The single most effective thing a consumer can do without actually grabbing a sign and occupying Wall Street or the financial districts of other cities, is to move your accounts to a credit union. If you're not eligible for a credit union then the next best thing is a small local or regional bank. If your bank took a TARP bailout, if your bank was among those sued for malfeasance related to subprime mortgage-backed securities scams, and you want to be a responsible financial consumer, pull your business. "Too big to fail" is too big for its britches.

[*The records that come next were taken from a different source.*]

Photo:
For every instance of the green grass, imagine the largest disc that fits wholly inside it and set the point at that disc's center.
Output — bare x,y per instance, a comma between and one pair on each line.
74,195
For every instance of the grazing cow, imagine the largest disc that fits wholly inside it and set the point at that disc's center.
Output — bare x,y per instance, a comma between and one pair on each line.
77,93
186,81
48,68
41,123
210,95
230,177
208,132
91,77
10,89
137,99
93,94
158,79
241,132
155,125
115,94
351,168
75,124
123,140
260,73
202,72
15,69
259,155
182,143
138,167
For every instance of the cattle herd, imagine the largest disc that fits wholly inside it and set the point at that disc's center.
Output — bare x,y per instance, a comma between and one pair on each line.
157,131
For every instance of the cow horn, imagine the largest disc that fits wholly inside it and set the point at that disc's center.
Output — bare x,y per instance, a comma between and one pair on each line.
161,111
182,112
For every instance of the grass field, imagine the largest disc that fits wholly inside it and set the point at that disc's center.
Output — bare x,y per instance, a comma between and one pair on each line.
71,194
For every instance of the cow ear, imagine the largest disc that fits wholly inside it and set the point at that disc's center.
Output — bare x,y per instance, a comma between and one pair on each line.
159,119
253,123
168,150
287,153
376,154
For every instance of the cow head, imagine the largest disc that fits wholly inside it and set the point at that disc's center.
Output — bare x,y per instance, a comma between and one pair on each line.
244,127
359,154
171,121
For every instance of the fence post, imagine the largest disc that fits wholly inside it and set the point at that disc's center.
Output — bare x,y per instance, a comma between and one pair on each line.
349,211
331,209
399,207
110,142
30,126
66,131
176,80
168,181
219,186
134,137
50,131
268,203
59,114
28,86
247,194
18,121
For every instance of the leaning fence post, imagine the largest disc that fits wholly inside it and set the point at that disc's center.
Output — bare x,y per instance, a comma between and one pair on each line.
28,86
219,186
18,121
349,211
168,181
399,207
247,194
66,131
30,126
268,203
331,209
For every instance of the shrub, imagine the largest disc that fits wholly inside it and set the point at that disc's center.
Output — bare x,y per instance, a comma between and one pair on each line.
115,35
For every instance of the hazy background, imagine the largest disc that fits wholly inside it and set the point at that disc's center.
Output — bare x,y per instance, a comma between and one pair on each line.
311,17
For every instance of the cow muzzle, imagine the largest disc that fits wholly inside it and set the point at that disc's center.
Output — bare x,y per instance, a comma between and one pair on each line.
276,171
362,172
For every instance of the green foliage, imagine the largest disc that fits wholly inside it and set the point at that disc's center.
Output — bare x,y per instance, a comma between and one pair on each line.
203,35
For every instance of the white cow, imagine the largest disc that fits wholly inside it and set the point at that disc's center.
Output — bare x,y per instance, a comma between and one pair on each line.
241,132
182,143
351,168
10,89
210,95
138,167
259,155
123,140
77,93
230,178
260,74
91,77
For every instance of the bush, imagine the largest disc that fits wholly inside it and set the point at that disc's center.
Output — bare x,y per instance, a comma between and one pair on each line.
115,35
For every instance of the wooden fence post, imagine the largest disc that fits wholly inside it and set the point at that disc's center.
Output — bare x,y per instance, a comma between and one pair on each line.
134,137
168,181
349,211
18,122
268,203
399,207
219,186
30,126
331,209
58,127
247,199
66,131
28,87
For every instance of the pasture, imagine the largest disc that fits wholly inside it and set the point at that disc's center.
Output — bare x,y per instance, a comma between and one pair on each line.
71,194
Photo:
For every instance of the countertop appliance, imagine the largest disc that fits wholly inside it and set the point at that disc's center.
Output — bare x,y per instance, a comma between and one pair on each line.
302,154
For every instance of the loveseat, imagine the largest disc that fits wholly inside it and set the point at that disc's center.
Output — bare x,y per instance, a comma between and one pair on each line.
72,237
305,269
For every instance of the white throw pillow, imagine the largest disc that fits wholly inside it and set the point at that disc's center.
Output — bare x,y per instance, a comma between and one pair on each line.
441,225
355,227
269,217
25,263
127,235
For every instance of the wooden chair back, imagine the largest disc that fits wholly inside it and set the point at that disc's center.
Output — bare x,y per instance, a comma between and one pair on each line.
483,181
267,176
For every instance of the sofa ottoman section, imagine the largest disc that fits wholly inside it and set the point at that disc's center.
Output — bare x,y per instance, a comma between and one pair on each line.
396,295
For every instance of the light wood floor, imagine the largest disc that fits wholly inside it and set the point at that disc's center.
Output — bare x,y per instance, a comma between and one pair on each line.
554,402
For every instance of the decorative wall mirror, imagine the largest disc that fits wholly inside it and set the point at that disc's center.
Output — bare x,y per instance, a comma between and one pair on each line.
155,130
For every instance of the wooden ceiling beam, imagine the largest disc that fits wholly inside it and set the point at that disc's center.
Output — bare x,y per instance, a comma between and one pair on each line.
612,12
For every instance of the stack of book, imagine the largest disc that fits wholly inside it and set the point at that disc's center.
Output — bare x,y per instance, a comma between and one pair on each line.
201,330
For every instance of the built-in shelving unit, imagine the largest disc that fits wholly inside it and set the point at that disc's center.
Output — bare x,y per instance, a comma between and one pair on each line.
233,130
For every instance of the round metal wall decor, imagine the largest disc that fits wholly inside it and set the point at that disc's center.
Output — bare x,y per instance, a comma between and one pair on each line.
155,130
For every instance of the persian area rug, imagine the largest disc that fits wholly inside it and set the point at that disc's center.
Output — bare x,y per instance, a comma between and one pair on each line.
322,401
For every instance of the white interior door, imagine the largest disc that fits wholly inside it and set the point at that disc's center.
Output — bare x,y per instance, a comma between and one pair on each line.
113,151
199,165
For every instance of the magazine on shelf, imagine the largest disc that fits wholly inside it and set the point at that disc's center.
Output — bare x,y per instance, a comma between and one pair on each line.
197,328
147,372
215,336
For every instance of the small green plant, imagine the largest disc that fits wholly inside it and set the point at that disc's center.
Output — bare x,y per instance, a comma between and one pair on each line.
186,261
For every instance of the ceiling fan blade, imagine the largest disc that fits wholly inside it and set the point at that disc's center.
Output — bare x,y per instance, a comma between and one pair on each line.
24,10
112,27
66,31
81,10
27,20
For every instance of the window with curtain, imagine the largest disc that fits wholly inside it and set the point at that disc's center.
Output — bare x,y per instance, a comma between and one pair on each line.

"Oh, but economy of scale!" you say. "You just can't get as good a rate from smaller banks! All teh interwebs say so." Well, those interwebs are wrong. If that was true, then how is that Wells Fargo (4th largest bank in the U.S., after Citigroup) offers a miserable .1% APR on a $2500 minimum 3-month CD, while some bank I never heard of tops bankrate.com's list with 1.0% on a mere $1000 minimum? So either Wells The Fargo doesn't want deposits (what bank doesn't want deposits?), or there's something more important than economy-of-scale at work there.
And of course credit unions continue to offer better deals than commercial banks, despite (or perhaps because of) a lack of that magical capitalist profit motive that's supposed to drive competition and bring product to market at the lowest price to the consumer. (hint: marketing + profit motive = unnecessary consumer cost.) Problem was for a long time, credit union eligibility was restricted by "field of membership" (FOM), usually premised on being employed by a certain employer or coaltion of employers, e.g. IBM's Southeast Employees' Federal Credit Union. This changed sometime between 1997 and now, such that one's city or county of residence may render eligibility - e.g. South Florida's Tropical Financial Credit Union.